I see three problems there:
In summary: you end up with LLMs trained at human speed instead of machine speed because of the need for a human to review and feed back the product of the LLM's training (adversarial training doesn't work here because you don't have an NN that can recognize what a domain expert thinks is properly summarized data, to train the generator with), you don't really know how much more training is needed to push it beyond it's current level of "importance" encoding (and prospects aren't good since the speed of improvement of quality of LLM output vs amount of training input has fallen steeply over time which means that it's not a linear ratio of input quantity to output quality and instead the ratio is something that very quickly grows and we're already at the steep part of the curve, needing tons more input data to yield small improvements) and last, you would need to train an LLM for each expert domain you want to support because expertise level awareness of importance of certain elements in one domain does not work in other domains, and even in LLMs for the domain which seems to be the one into which most investment in domain specific LLMs - Software Development - their capabilities are stuck at the level of a quite junior Junior Developer.

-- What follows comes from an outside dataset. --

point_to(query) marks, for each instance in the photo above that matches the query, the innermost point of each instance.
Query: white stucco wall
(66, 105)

It's my understanding that this is one of the ways the DeepSeek really shines - instead of having a general one-size-fits-all model and trying to make LLMs into GenAI, they use a multitude of smaller models that can be hotswapped for different tasks in different contexts. The kind of summary you want for a news article is vastly different from the kind of summary you want for an academic paper, and being able to recognize when to use different models for different use cases is very powerful.